By: Jiří Lebl (website #1 http://www.jirka.org/ (personal), website #2 http://www.math.wisc.edu/~lebl/ (work: UW-Madison), email: jiri...@gmail.com)
Jump to: [Table of contents] [Download the book as PDF] [Buy paperback]
Tweet
This free online textbook (e-book in webspeak)
is a one semester course in basic analysis.
This book started its life as
my lecture notes for Math 444 at the
University of Illinois at Urbana-Champaign (UIUC) in the fall semester of 2009, and was later enhanced
to teach Math 521 at
University of Wisconsin-Madison (UW-Madison).
A prerequisite for the course is a basic proof course.
It should be possible to use the book for
both a basic course for students who do not necessarily wish to
go to graduate school, but also as a first semester of a more advanced
course that also covers topics such as metric spaces.
The standard book used for the class at UIUC is Bartle and Sherbert, Introduction to Real Analysis third edition (BS from now on). The structure of the notes up to chapter 6 mostly follows the syllabus of UIUC Math 444. Some topics covered in BS are covered in slightly different order, some topics differ substantially from BS and some topics are not covered at all. For example, we will define the Riemann integral using Darboux sums and not tagged partitions. The Darboux approach is far more appropriate for a course of this level.
The aim is to provide a low cost, redistributable, not overly long, high quality textbook that students will actually keep rather than selling back after the semester is over. Even if the students throw it out, they can always look it up on the net again. You are free to have a local bookstore or copy store make and sell copies for your students. See below about the license.
One reason for making the book freely available
is to allow modification and customization for a specific
purpose if necessary (as the University of Pittsburgh has done for example).
If you do modify these notes, make sure to mark them
prominently as such to avoid confusion. This aspect is also important for
longevity of the book. The book can be updated and modified even if I happen
to drop off the face of the earth. You do not have to depend on any publisher
being interested as with traditional textbooks.
Furthermore, errata are fixed promptly, meaning simply that if you teach the
same class next term, all errata that are spotted are already fixed. No need
to wait several years for a new edition.
Introduction
1. Real Numbers
2. Sequences and Series
3. Continuous Functions
4. The Derivative
5. The Riemann Integral
6. Sequences of Functions
7. Metric Spaces (New in November 18th edition)
There are 299 exercises (April 8th 2012 edition).
Please let me know at jiri...@gmail.com if you find any typos or have corrections, extra exercises or material, or any other comments. I will always keep all older versions available for download, at least when there are nontrivial updates. When the updates are reasonably minor, I will try to preserve pagination and numbering of sections/examples/theorems/equations/exercises as much as possible.

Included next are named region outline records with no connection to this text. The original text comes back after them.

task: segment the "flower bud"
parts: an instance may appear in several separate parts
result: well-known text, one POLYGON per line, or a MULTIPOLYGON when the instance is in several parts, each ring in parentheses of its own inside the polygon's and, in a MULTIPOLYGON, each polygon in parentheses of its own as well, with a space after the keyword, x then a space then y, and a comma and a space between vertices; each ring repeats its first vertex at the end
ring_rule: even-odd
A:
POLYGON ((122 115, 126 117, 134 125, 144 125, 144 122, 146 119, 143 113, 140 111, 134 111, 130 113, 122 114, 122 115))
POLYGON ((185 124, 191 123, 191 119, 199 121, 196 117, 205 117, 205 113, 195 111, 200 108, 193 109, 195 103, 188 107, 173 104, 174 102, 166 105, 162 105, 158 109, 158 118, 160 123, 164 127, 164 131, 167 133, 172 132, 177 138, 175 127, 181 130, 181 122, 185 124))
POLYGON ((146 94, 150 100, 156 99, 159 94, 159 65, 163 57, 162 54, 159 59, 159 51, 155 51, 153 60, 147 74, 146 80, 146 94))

There is no solutions manual for the exercises. This situation is actually intentional. There is an unfortunately large amount of problems with solutions out there already. Part of learning how to do proofs is to learn how to recognize a correct proof. Looking at someone else's proof is far less effective way of checking your proof than actually checking your proof. If you are unsure about the correctness of a solution, then you do not yet have a solution. Another thing is that the best solution is the one that the student comes up with him(or her)self, not necessarily the one which the professor or the book author comes up with.
Do let me know (jiri...@gmail.com) if you use the book for teaching a course! So far I know that this book was used, or is being used, at (other than my courses at UIUC, UCSD, and UW-Madison) University of California at Berkeley, University of Pittsburgh, Vancouver Island University, Western Illinois University, Medgar Evers College, and perhaps others I do not know about. It is also used as supplemental material in many other classrooms.
See a list of classroom adoptions for more details.
Download the book as PDF
(April 8th, 2012, 192 pages, 1 MB download)
Check for any errata in the current version.
Look at the change log to see what changed in the newest version (You can download source files of old versions if you wish).
|
Buy a copy at lulu.com for $13.42. I get $2.50, so by buying a copy you will support this project. You will also save your toner cartridge. This copy is the April 8th, 2012 revision. |
LaTeX source as a tarball. The main file is realanal.tex. I compile the pdf with pdflatex. You also want to run makeindex to generate the index (I generally run pdflatex realanal three times, then makeindex realanal, and then finally pdflatex realanal again).
During the writing of these notes, the author was in part supported by NSF grant DMS-0900885.
This work is licensed under a Creative Commons Attribution-Noncommercial-Share Alike 3.0 United States License. You can use, print, copy, and share these notes as much as you want. You can base your own notes on these and reuse parts if you keep the license the same. If you plan to use these notes commercially (sell them for more than just production cost), then you need to contact me and we will work something out. If you are printing a course pack for your students, then it is fine if the copy service or bookstore is charging a fee for printing and selling the printed copy. I consider that production cost.